Michelangelo: Leda e il cigno
Sull’opera
Leda e il cigno è un dipinto a tempera su tavola, di cui si sono perse le tracce, realizzato da Michelangelo Buonarroti intorno al 1530. Della composizione soltanto alcune copie e varianti sono arrivate ai nostri giorni. Quella qui rappresentata è attribuita a Rosso Fiorentino.
Storia
Alfonso I d’Este, duca di Ferrara, nel 1512 si recò a Roma per chiedere l’assoluzione di Giulio II in seguito ad una scomunica, che già da due anni pesava sulla sua persona. Accenniamo soltanto che l’anatema derivò dal fatto che Alfonso si alleò con Luigi XII di Francia, che allora era in guerra contro Venezia.

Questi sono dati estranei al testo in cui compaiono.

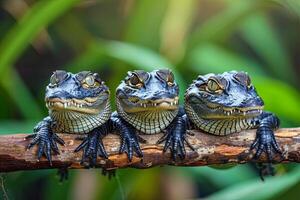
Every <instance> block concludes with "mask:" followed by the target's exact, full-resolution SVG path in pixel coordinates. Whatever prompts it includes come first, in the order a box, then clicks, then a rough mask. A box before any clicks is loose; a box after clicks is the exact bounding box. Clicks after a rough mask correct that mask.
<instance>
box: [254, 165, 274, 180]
mask: <svg viewBox="0 0 300 200" xmlns="http://www.w3.org/2000/svg"><path fill="white" fill-rule="evenodd" d="M256 167H257V169H258V172H259V177H260V179H261V180H262V181H265V179H264V177H265V176H270V175H271V176H274V175H275V168H274V166H273V165H272V163H257V164H256Z"/></svg>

Ottenuto l’annullamento, il duca Alfonso proseguì il soggiorno romano e l’11 luglio entrò nella Cappella Sistina, incontrando Michelangelo che stava ormai portando a termine la decorazione della volta. Rimanendo affascinato dalle composizioni del soffitto, dopo un lungo colloquio, Alfonso riuscì ad ottenere la promessa di ricevere una sua opera.

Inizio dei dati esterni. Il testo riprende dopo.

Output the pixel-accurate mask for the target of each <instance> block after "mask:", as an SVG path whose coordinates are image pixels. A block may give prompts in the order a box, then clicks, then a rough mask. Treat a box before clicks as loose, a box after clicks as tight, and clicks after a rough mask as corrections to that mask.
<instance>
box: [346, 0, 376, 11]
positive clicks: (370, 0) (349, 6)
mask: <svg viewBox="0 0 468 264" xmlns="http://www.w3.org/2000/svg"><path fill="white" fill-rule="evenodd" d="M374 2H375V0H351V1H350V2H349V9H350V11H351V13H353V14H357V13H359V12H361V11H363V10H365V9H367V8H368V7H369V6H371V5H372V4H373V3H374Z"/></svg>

La commissione non venne subito formalizzata e quindi passò molto tempo prima che Michelangelo ebbe occasione di recarsi a Ferrara. Nel 1529 l’artista fu chiamato in quella città per ispezionare le mura cittadine con l’incarico di “Governatore generale sopra le fortificazioni” della rinata Repubblica fiorentina. Si temeva, infatti, un assedio delle truppe imperiali. Nell’incontro Alfonso gli ricordò la promessa romana.
Al suo ritorno a Firenze, nell’agosto del 1530, secondo quanto riportato da Condivi e Vasari, Michelangelo iniziò il lavoro commissionato dal duca. Si trattava di un quadro di grosse dimensioni “quadrone da sala” e “colorito a tempera”, dove veniva descritto un accoppiamento carnale tra Leda e Giove raffigurato come un cigno. Nella composizione apparivano Castore e Polluce da fanciulli ed un uovo.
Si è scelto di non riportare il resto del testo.